Ce ne sera pas pour longtemps, hélas, car le 2 janvier 1999, un nouvel incendie criminel détruira définitivement l'entreprise tournaisienne, le personnel qui avait surmonté les restructurations successives et fait face au sinistre précédent ira, malheureusement, grossir les rangs des demandeurs d'emplois. 

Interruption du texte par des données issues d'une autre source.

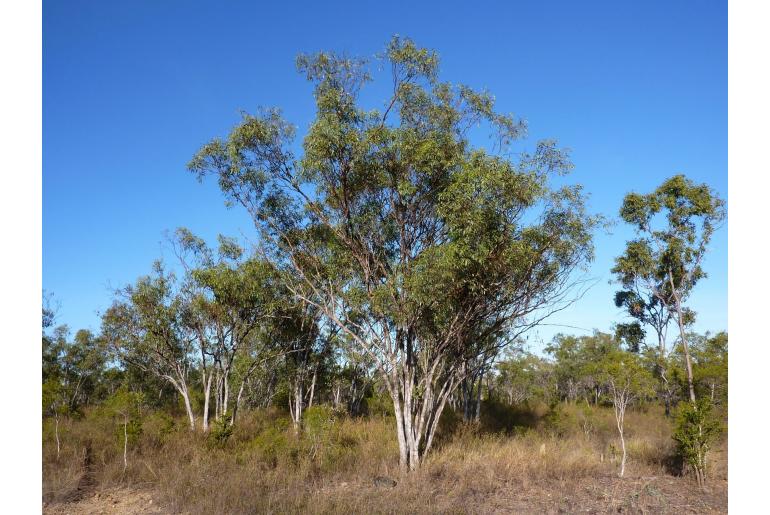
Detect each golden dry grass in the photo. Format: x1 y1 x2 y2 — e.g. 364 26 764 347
43 406 727 513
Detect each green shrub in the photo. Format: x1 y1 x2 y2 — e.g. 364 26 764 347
673 397 722 485
208 414 233 447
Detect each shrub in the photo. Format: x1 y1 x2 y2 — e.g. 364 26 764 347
673 397 722 486
208 415 233 447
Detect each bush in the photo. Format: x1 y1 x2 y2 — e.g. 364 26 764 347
673 397 722 486
208 415 233 447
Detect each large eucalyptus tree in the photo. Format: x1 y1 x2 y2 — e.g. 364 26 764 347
189 37 596 470
612 175 726 402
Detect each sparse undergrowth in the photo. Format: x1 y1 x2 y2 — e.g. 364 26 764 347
43 405 727 513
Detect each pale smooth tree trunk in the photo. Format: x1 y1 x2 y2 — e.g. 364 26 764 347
230 381 246 427
123 418 128 474
307 367 318 408
203 374 213 433
55 413 61 461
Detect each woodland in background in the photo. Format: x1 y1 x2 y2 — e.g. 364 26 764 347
42 38 728 512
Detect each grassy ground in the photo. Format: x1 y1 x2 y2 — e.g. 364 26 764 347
43 404 727 513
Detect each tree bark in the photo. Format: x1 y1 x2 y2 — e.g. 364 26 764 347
54 413 61 461
203 374 213 433
123 418 128 474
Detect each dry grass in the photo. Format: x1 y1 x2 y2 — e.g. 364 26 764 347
43 406 727 513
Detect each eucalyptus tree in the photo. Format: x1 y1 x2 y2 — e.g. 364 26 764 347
171 228 283 431
189 37 596 470
612 175 726 402
593 346 655 477
102 261 195 430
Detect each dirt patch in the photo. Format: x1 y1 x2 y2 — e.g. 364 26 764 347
43 488 168 515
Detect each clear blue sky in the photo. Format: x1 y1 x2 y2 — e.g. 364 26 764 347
43 0 727 352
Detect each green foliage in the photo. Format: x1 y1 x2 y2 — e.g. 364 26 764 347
673 397 722 484
208 415 233 447
101 387 144 447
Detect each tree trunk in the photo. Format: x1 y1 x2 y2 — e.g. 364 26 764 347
179 388 195 431
123 418 128 474
203 374 213 433
230 381 246 427
474 370 484 424
307 367 318 408
55 413 61 461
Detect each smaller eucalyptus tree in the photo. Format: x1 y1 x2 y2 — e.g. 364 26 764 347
102 261 195 430
612 175 726 403
595 348 655 477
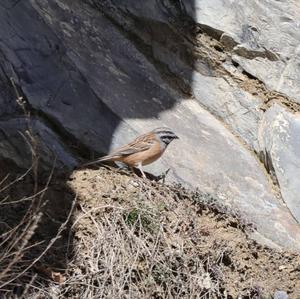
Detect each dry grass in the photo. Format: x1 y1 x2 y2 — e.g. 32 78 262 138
44 169 300 298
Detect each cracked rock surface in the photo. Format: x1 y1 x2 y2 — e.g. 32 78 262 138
0 0 300 250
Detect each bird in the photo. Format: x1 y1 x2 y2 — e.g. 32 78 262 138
82 127 179 178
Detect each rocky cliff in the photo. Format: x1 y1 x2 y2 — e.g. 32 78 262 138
0 0 300 250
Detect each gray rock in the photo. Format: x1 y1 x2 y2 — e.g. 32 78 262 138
0 117 78 169
182 0 300 102
259 104 300 222
274 291 289 299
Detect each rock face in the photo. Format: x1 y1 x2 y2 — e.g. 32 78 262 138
0 0 300 250
259 105 300 222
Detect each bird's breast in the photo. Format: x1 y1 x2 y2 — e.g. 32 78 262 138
123 142 165 166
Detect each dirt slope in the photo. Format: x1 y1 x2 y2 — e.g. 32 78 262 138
63 168 300 298
0 167 300 299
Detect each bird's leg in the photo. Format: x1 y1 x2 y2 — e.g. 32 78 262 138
136 162 147 179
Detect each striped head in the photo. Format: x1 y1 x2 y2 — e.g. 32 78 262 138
153 127 179 147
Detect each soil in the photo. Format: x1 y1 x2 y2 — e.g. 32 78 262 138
0 167 300 299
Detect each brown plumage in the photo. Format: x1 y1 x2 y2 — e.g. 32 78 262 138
82 127 178 177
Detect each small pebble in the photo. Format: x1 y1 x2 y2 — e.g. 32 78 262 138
274 291 289 299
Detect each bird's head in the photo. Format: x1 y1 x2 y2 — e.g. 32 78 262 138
153 127 179 146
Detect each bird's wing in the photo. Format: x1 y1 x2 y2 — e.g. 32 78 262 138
81 134 155 166
107 136 154 158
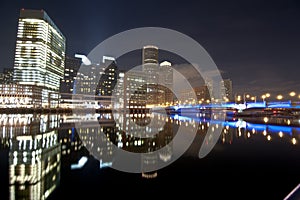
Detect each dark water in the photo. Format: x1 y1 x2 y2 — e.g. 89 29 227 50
0 114 300 199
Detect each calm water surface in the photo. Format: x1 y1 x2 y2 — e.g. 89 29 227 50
0 113 300 200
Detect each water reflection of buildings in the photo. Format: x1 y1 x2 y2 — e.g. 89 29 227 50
115 113 175 178
70 113 174 178
181 114 300 145
0 115 61 199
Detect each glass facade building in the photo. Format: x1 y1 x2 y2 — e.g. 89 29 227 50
13 9 66 107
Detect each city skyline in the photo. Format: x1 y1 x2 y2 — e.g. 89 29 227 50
0 1 300 95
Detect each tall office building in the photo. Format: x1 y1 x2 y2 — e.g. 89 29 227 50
222 79 233 101
60 56 81 94
142 45 159 106
14 9 66 106
96 56 119 96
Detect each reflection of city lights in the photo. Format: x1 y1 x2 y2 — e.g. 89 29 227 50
276 94 283 100
290 91 296 97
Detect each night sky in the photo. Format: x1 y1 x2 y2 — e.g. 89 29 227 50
0 0 300 95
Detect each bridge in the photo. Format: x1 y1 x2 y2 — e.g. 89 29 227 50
168 100 300 112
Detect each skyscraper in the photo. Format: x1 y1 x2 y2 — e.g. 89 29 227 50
14 9 66 105
142 45 159 106
60 56 81 94
222 79 233 101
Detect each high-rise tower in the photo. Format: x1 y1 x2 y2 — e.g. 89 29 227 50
14 9 66 107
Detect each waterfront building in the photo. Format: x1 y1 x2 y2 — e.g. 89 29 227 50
13 9 66 107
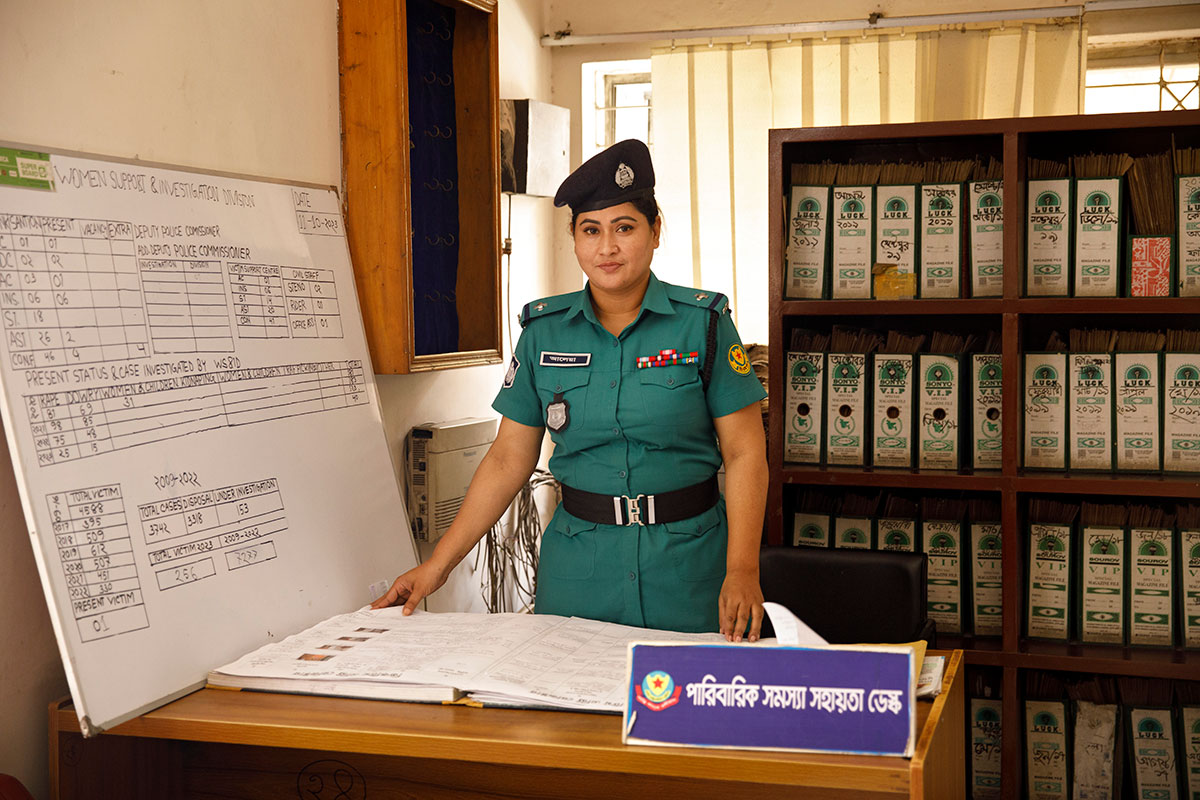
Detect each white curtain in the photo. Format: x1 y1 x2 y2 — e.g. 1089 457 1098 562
650 25 1084 343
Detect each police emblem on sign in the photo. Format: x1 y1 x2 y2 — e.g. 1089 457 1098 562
504 353 521 389
546 392 571 433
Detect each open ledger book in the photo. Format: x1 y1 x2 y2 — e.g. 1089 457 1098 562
208 603 936 714
209 608 748 712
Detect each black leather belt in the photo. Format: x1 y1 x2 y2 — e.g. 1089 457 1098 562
562 475 721 525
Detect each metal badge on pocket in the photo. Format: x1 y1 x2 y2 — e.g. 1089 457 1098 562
546 392 571 433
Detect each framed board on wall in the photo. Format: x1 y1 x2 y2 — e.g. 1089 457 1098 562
0 144 416 734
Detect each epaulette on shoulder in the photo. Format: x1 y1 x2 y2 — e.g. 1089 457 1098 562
667 285 730 314
520 291 578 327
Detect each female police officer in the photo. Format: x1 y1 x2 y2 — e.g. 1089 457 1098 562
372 139 767 640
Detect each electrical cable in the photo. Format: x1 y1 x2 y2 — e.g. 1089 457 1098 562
475 469 562 614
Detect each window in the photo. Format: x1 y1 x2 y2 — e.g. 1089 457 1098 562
1084 42 1200 114
582 59 654 161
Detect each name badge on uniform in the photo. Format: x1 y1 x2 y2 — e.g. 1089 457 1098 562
538 350 592 367
546 392 571 433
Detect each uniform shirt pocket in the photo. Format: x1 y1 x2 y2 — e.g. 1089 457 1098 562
637 365 708 425
662 500 728 581
538 506 596 581
535 367 592 437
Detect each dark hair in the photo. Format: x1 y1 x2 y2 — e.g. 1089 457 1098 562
571 192 661 233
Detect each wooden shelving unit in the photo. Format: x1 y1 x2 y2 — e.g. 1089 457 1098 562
767 112 1200 799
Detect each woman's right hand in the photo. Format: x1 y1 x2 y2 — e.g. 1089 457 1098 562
371 559 450 616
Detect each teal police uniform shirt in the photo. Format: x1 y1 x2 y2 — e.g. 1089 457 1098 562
492 273 766 631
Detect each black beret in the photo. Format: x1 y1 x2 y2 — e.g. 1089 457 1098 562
554 139 654 213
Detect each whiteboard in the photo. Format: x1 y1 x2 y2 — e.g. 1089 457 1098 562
0 145 416 735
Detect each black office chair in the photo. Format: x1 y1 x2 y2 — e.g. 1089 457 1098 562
758 547 936 648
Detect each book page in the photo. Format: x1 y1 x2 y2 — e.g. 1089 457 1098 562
215 608 725 711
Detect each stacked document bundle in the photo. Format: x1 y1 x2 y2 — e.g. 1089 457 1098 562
209 608 739 712
1017 670 1200 800
784 325 1003 470
788 487 1003 636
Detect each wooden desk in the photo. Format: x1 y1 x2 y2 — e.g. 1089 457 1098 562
50 650 966 800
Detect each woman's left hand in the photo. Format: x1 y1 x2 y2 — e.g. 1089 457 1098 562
716 571 763 642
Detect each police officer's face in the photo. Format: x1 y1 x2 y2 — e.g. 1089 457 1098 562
575 203 662 297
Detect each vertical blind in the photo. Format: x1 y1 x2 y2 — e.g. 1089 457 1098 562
650 24 1085 342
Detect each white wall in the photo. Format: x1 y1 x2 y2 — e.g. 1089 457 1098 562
0 0 552 798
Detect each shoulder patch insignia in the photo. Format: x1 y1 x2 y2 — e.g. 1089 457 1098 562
504 353 521 389
520 291 578 327
730 344 750 375
667 284 730 313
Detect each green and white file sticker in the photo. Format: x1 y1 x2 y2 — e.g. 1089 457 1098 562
0 148 54 192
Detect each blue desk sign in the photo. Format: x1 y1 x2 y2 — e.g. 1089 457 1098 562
622 643 917 757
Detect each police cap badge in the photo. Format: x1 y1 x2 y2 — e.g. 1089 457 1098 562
554 139 654 213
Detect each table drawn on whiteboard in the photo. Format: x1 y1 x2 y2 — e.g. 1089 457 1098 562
46 485 150 642
0 213 149 369
24 359 367 467
138 258 234 355
0 211 343 369
228 261 342 339
138 477 288 590
292 188 343 236
46 477 288 642
0 144 418 735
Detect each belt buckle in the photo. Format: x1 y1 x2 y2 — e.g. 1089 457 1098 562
617 494 646 528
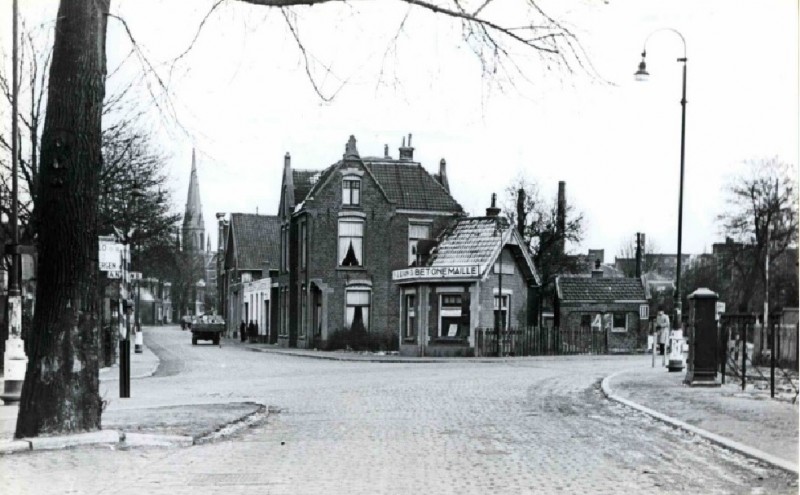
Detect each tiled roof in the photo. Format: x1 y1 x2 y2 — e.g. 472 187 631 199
231 213 281 270
364 160 463 211
429 217 508 273
558 276 646 302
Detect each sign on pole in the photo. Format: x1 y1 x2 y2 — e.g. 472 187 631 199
97 236 125 272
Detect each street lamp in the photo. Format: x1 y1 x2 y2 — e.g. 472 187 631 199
634 28 687 329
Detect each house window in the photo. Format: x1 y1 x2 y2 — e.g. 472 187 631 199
342 177 361 206
408 223 431 266
439 294 461 337
300 222 308 270
611 313 628 332
494 294 511 330
403 294 417 338
339 219 364 266
344 290 370 331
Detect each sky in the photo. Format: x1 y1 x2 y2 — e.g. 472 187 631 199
0 0 800 262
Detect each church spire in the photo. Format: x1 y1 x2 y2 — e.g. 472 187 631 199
182 148 206 252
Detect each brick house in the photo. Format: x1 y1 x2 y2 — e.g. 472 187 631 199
555 266 650 352
274 135 463 348
392 200 540 356
217 213 281 341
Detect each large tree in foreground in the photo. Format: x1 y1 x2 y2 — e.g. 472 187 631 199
16 0 109 437
16 0 583 437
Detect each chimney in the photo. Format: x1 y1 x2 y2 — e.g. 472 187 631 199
400 134 414 161
592 260 603 278
439 158 450 192
486 193 500 217
556 180 567 254
636 232 644 278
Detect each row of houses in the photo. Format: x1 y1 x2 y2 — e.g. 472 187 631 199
209 135 660 355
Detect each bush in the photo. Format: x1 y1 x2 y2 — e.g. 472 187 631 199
325 328 400 352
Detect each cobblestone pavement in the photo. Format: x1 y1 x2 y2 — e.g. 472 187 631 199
0 327 797 495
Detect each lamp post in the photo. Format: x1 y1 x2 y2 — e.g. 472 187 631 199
634 28 687 329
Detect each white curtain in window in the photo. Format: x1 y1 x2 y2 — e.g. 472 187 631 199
339 220 364 266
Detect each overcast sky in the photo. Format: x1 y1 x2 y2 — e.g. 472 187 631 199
0 0 798 262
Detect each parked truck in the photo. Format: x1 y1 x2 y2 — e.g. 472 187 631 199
189 315 225 345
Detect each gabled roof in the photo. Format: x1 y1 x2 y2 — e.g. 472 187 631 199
364 159 463 211
428 217 540 284
556 275 647 303
229 213 281 270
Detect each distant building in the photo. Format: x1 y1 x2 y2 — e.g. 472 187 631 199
392 200 540 356
555 262 650 352
177 150 217 321
217 213 281 342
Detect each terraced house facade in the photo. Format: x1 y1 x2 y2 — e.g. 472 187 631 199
273 135 464 348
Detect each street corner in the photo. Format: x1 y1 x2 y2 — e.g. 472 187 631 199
103 402 268 446
22 430 120 450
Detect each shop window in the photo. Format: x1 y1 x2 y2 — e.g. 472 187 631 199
408 223 431 266
494 294 511 330
298 285 308 338
342 177 361 206
403 294 417 338
300 222 308 270
439 294 461 337
344 290 370 331
339 219 364 266
611 313 628 332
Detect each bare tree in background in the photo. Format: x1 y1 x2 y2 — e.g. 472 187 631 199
503 176 584 318
16 0 586 437
718 158 798 311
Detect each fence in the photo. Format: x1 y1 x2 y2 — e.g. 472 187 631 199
475 327 608 356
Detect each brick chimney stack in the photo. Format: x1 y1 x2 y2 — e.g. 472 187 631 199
486 193 500 217
439 158 450 192
556 184 567 254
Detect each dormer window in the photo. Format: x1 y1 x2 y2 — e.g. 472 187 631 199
342 176 361 206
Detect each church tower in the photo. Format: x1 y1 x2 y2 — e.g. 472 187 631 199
181 149 206 253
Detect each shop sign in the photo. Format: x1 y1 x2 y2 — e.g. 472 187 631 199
392 265 481 282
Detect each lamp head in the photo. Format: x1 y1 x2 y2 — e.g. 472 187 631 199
633 52 650 81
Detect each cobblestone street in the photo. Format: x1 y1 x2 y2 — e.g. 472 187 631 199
0 327 797 495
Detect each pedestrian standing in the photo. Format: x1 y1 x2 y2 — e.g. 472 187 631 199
247 320 256 342
653 307 670 356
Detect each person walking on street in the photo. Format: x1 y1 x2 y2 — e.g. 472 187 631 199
247 320 256 342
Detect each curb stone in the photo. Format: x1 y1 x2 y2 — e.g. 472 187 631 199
0 440 31 454
0 403 274 455
600 370 800 475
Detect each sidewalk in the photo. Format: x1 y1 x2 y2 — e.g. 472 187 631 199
603 360 798 473
0 334 268 455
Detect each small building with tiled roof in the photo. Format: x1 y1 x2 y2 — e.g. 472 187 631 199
275 135 464 349
218 213 281 341
554 261 650 353
392 196 540 356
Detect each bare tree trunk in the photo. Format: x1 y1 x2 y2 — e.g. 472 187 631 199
16 0 110 438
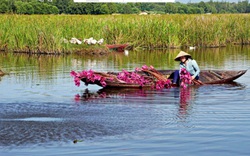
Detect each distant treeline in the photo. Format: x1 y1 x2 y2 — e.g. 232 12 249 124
0 0 250 14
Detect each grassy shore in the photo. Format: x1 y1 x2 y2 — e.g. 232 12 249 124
0 14 250 53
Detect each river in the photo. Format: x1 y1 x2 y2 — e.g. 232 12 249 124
0 46 250 156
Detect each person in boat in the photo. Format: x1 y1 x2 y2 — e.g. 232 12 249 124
172 51 200 85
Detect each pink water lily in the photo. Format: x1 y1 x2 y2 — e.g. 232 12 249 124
70 65 172 90
180 68 192 88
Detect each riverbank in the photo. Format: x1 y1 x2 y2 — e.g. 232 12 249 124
0 14 250 54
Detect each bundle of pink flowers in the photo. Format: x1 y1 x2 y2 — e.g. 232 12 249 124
180 68 192 88
70 65 171 90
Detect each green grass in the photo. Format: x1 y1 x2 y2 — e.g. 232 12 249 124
0 14 250 53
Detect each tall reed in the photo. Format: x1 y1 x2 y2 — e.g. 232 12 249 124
0 14 250 53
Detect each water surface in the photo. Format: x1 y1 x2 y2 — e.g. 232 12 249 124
0 46 250 156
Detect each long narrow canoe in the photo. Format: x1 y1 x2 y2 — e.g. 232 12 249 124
82 70 247 88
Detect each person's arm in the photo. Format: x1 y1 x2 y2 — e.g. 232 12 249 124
192 60 200 78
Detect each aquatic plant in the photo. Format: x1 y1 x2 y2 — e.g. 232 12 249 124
70 70 106 87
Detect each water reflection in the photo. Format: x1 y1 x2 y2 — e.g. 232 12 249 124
74 88 147 102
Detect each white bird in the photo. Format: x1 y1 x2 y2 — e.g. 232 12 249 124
87 37 93 44
189 47 196 50
97 38 104 45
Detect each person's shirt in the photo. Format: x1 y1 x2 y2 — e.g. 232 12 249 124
180 58 200 77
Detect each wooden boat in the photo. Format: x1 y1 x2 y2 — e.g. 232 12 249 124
82 70 247 88
0 69 5 76
106 43 129 52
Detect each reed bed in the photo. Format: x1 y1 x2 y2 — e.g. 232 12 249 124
0 14 250 54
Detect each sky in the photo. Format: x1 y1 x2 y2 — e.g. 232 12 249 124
175 0 239 3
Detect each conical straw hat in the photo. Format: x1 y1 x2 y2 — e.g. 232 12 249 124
174 51 191 61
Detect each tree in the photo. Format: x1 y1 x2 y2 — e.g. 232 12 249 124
0 3 9 13
123 4 133 14
107 3 118 14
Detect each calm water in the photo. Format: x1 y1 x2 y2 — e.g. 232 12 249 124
0 47 250 156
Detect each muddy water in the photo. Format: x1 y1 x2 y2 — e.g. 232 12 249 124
0 47 250 156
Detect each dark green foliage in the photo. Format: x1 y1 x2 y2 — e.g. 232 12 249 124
0 0 250 15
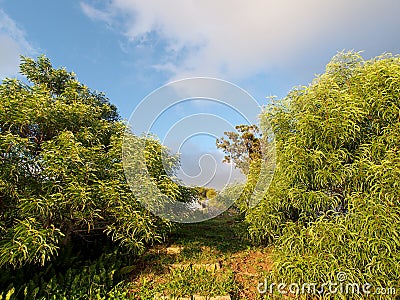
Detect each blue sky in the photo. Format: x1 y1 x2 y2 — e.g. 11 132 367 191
0 0 400 186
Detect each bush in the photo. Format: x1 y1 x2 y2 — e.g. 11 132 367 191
246 52 400 299
0 56 184 266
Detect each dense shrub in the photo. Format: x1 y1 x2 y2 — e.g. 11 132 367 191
0 57 187 266
246 52 400 299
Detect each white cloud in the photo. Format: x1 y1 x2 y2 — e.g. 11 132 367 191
80 2 113 24
0 10 36 79
82 0 400 78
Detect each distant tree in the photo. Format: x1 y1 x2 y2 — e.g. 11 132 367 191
216 125 261 175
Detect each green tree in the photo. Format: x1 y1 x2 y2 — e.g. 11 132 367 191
246 52 400 299
216 125 261 175
0 56 179 266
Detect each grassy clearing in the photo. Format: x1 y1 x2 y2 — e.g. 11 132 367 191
130 211 271 299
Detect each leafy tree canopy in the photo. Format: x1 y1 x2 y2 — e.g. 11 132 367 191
0 56 182 266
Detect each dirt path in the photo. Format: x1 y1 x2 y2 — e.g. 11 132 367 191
126 211 271 300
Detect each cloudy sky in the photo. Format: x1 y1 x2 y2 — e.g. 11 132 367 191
0 0 400 186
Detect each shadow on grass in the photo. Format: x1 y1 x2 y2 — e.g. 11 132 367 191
169 210 251 256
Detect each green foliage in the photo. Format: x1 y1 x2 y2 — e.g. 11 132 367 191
0 250 131 300
216 125 262 175
0 56 181 266
246 52 400 299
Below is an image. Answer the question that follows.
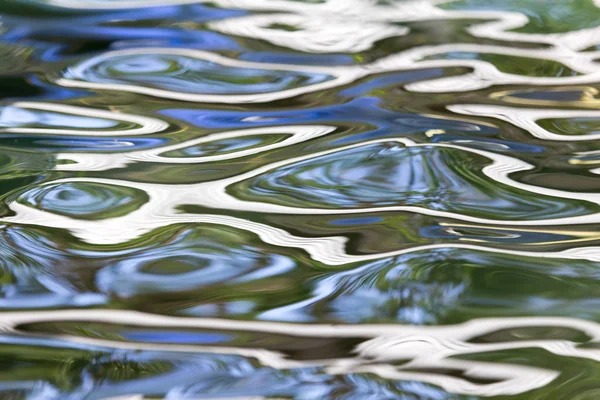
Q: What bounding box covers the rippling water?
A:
[0,0,600,400]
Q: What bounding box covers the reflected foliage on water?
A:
[0,0,600,400]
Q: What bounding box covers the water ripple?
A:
[0,0,600,400]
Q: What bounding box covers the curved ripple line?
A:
[0,101,169,136]
[10,309,600,397]
[446,104,600,142]
[5,138,600,248]
[55,125,336,171]
[55,47,364,104]
[208,14,409,53]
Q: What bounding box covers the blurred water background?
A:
[0,0,600,400]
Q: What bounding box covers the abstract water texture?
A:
[0,0,600,400]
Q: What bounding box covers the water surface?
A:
[0,0,600,400]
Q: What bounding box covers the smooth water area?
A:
[0,0,600,400]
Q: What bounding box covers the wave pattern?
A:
[0,0,600,400]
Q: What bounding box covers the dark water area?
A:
[0,0,600,400]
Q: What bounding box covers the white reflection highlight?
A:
[11,309,600,397]
[56,125,335,171]
[5,138,600,250]
[446,104,600,142]
[55,47,365,104]
[0,101,169,136]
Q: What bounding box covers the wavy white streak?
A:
[55,47,365,104]
[369,43,600,75]
[30,0,600,55]
[56,40,600,104]
[208,14,408,53]
[12,310,600,396]
[55,125,335,171]
[0,101,169,136]
[446,104,600,142]
[8,138,600,244]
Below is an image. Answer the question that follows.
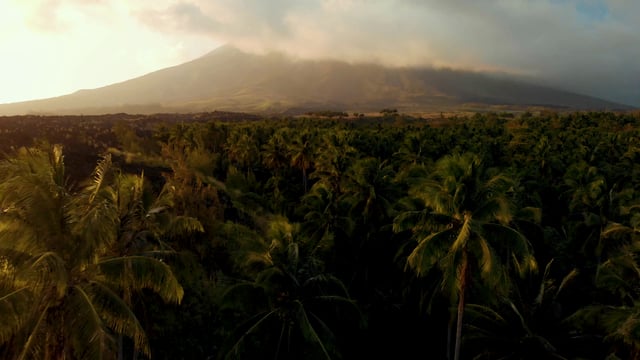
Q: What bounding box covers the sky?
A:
[0,0,640,106]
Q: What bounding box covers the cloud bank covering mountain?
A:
[0,0,640,106]
[0,46,628,115]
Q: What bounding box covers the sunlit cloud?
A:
[0,0,640,105]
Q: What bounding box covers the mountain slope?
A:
[0,46,628,115]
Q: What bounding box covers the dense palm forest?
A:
[0,111,640,360]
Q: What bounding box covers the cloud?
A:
[132,0,640,104]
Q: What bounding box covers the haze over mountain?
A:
[0,46,630,115]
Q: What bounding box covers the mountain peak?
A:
[0,45,629,114]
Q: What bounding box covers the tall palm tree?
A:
[0,146,183,359]
[394,153,536,360]
[223,218,359,359]
[289,131,315,194]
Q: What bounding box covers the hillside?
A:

Deux incendies toucheront également l'Administration Communale. Le 11 août 1990, vers 2h30 du matin, les bâtiments situés dans la Cour d'Honneur de l'Hôtel de Ville sont en feu. Les services de l'Etat Civil sont particulièrement touchés, des archives inestimables reconstituées après les bombardements de 1940 sont à jamais détruites. Cinq mois plus tard, les locaux provisoires qui abritent ces mêmes services sont une nouvelle fois la proie des flammes. Cette fois, le bâtiment du Musée d'Histoire Naturelle est menacé. 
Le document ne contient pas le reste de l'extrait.